CSRF protection with CORS Origin header vs. CSRF token

This question is about protecting against Cross Site Request Forgery attacks only.

It is specifically about: Is protection via the Origin header (CORS) as good as the protection via a CSRF token?

Example:

  • Alice is logged in (using a cookie) with her browser to “https://example.com“. I assume, that she uses a modern browser.
  • Alice visits “https://evil.com“, and evil.com’s client side code performs some kind of request to “https://example.com” (classic CSRF scenario).

So:

  • If we don’t check the Origin header (server-side), and no CSRF token, we have a CSRF security hole.
  • If we check a CSRF token, we’re safe (but it’s a bit tedious).
  • If we do check the Origin header, the request from evil.com’s client side code should be blocked just as well as it would when using a CSRF token – except, if it is possible somehow for evil.com’s code to set the Origin header.

I know, that this should not be possible with XHR (see e.g. Security for cross-origin resource sharing), at least not, if we trust the W3C spec to be implemented correctly in all modern browsers (can we?)

But what about other kinds of requests – e.g. form submit? Loading a script/img/… tag? Or any other way a page can use to (legally) create a request? Or maybe some known JS hack?

Note: I am not talking about

  • native applications,
  • manipulated browsers,
  • cross site scripting bugs in example.com’s page,

Answer

know, that this should not be possible with XHR (see e.g. Security for cross-origin resource sharing), at least not, if we trust the W3C spec to be implemented correctly in all modern browsers (can we?)
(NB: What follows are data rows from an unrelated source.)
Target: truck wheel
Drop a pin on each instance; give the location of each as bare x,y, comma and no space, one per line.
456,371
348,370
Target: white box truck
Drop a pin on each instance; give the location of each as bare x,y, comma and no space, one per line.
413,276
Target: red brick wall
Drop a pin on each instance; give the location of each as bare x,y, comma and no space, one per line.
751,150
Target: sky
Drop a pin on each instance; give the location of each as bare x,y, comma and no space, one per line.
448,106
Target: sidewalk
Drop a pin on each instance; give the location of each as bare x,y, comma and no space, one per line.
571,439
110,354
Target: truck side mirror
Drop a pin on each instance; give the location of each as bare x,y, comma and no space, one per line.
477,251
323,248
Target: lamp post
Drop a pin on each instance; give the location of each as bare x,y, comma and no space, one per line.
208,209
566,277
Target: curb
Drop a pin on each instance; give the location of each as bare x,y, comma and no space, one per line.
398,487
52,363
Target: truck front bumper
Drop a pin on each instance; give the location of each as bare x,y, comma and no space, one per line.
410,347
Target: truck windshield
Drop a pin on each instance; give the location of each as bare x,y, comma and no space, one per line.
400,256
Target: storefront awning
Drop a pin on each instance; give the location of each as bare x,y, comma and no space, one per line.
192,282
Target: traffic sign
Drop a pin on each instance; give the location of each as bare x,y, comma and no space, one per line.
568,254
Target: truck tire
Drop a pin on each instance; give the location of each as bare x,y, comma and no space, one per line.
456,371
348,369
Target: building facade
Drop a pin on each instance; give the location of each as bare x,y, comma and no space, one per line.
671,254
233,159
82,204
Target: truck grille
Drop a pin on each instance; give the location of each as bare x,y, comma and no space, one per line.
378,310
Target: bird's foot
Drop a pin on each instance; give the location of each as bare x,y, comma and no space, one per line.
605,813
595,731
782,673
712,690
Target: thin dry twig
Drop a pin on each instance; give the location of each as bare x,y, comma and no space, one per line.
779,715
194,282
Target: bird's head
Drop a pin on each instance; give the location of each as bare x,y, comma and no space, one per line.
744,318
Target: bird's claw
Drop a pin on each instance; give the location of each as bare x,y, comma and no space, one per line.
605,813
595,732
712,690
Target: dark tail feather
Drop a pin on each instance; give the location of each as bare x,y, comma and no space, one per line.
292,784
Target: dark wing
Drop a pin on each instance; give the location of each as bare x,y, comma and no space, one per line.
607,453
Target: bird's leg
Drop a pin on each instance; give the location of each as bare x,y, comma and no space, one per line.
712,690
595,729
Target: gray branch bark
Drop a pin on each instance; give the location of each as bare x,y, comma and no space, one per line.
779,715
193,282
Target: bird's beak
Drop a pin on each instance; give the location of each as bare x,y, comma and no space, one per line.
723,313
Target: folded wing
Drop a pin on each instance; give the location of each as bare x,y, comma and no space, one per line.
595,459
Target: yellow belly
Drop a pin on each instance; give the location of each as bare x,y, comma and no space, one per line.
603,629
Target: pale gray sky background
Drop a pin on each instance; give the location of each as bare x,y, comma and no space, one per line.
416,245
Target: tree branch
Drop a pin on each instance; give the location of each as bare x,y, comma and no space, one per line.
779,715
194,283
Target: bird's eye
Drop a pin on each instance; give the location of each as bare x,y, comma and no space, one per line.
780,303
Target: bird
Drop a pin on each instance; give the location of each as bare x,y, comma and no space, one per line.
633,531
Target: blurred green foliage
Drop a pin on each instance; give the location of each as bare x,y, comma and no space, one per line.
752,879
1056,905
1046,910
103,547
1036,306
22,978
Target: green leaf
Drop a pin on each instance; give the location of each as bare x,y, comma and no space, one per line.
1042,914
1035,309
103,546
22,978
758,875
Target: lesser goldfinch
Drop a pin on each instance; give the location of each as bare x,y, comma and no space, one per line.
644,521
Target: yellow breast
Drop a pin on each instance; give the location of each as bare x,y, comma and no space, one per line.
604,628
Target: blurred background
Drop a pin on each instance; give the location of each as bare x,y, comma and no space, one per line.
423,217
At the end of the day you have to “trust” the client browser to safely store user’s data and protect the client-side of the session. If you don’t trust the client browser, then you should stop using the web at all for anything other than static content. Even with using CSRF tokens, you are trusting the client browser to correctly obey the Same Origin Policy.
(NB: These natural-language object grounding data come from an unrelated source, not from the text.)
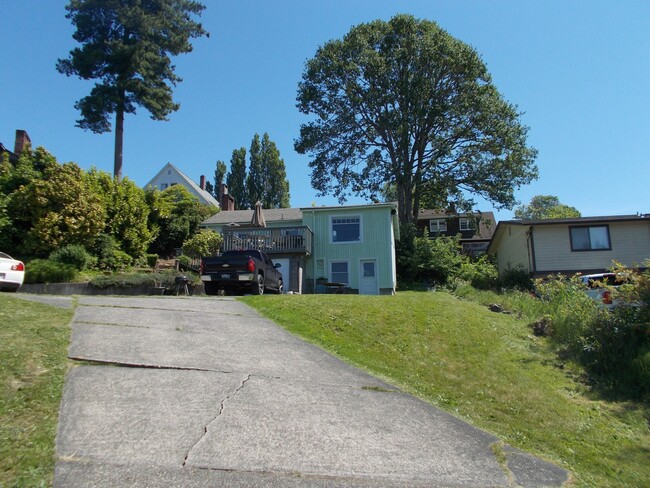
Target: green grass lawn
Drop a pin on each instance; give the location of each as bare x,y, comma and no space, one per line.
33,360
484,367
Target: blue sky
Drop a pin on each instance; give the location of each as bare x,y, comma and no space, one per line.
579,70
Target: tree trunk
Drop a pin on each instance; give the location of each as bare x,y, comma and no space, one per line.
119,139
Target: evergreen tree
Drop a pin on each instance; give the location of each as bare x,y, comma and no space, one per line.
236,178
275,184
126,45
256,179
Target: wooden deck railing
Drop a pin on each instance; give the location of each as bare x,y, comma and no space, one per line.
273,240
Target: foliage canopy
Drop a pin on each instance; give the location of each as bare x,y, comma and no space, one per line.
126,45
403,102
545,207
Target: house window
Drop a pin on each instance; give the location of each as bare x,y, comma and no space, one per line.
437,225
466,224
339,272
475,248
346,229
591,238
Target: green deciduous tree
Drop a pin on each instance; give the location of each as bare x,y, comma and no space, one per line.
180,216
267,177
127,212
236,179
204,243
404,102
545,207
57,210
126,45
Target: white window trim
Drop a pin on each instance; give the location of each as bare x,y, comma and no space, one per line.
337,261
331,228
376,260
469,224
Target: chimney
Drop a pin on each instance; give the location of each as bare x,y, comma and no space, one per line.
22,140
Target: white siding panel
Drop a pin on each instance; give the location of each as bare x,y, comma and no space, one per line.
512,252
630,245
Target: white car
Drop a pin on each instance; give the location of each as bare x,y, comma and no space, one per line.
12,273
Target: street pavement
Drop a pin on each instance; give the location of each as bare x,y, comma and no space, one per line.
196,392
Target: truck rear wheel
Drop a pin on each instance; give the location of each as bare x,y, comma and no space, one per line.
210,288
258,286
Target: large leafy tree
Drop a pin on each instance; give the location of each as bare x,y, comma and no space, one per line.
404,103
127,212
57,210
126,46
545,207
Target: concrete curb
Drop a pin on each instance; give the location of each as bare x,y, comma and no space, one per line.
87,289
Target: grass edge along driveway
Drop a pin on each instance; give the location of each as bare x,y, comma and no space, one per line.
487,368
34,342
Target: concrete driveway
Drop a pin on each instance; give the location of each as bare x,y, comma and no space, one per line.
198,392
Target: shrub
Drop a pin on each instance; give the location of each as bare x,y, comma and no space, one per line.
203,243
437,260
641,372
133,280
571,309
104,248
184,260
121,260
516,279
151,260
47,271
481,273
617,345
73,254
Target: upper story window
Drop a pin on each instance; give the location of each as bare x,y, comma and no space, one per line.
339,272
467,224
590,238
437,225
346,229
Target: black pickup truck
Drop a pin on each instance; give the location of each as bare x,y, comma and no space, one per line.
240,271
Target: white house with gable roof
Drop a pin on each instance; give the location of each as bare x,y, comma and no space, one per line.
170,175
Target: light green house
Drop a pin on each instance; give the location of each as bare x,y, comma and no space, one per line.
320,249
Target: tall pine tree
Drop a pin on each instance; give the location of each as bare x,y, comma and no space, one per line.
126,45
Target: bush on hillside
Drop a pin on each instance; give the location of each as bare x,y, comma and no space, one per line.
517,279
73,254
133,280
480,273
47,271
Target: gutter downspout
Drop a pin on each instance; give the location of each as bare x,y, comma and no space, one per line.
531,250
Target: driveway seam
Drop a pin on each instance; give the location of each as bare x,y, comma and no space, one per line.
219,413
While there have been previous browser vulnerabilities such as those in IE 5.5/6.0 where it has been possible for attackers to bypass the Same Origin Policy and execute attacks, you can typically expect these to be patched as soon as discovered and with most browsers automatically updating, this risk will be mostly mitigated.
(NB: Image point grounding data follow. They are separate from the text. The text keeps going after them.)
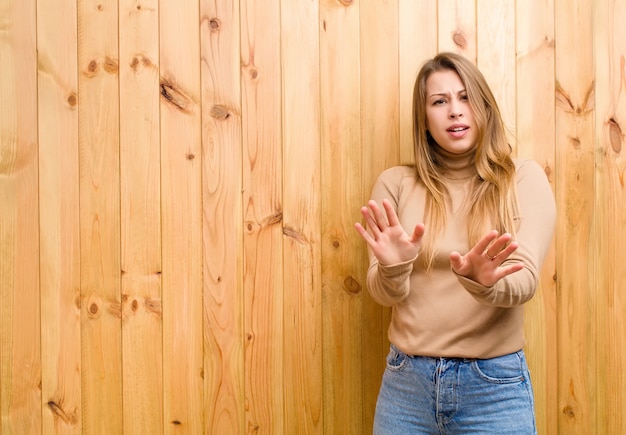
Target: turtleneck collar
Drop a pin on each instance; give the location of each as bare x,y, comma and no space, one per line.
455,166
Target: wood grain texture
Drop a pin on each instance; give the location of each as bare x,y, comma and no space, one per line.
140,211
495,57
456,27
417,42
59,218
177,251
535,128
575,111
263,216
302,318
98,137
222,218
343,284
610,215
20,353
380,107
181,208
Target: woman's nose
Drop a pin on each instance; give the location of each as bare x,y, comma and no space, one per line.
455,110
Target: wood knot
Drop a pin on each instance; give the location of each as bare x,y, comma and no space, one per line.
459,39
176,97
72,100
548,171
615,135
220,112
214,25
111,65
569,412
351,285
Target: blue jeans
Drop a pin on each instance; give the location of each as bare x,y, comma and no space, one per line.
422,395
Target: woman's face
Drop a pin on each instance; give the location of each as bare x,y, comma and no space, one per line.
449,116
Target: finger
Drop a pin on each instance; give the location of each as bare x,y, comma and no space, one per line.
364,233
508,250
484,243
508,270
392,216
379,216
418,232
370,222
499,244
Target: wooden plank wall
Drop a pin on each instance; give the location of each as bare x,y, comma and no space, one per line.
179,181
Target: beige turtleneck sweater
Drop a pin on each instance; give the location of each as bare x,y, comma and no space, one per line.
446,315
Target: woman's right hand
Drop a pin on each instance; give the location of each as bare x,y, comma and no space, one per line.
386,237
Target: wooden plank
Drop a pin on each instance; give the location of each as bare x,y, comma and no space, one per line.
98,136
20,354
457,27
181,208
495,35
417,27
380,107
575,103
59,217
302,218
341,199
222,224
140,216
610,215
262,213
535,128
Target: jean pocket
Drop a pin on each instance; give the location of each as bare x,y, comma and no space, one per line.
396,359
506,369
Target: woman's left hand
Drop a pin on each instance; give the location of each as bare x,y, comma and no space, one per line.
483,263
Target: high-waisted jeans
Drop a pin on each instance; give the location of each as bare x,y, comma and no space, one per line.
423,395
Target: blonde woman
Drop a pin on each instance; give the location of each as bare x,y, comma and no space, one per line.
456,243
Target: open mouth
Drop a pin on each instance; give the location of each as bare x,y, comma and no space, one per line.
457,129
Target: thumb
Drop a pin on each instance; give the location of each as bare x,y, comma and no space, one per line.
418,232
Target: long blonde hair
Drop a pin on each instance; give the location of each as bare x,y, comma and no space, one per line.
493,198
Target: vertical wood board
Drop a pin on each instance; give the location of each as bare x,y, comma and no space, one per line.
140,217
302,313
262,215
222,216
59,218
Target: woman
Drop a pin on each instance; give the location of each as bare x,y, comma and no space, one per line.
456,243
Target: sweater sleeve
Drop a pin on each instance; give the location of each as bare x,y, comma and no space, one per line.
388,284
537,220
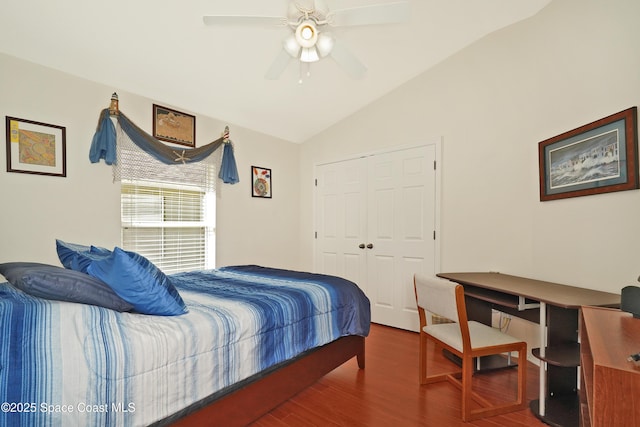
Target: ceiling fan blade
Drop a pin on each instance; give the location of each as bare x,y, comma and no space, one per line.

But what about other kinds of requests – e.g. form submit? Loading a script/img/… tag? Or any other way a page can use to (legally) create a request? Or maybe some known JS hack?

The Origin header is normally only sent for XHR cross-domain requests. Image requests do not contain the header.

Note: I am not talking about

  • native applications,

  • manipulated browsers,

  • cross site scripting bugs in example.com’s page,

I’m not sure whether this falls under manipulated browsers or not, but old versions of Flash allowed arbitrary headers to be set which would enable an attacker to send a request with a spoofed referer header from the victim’s machine in order to execute an attack.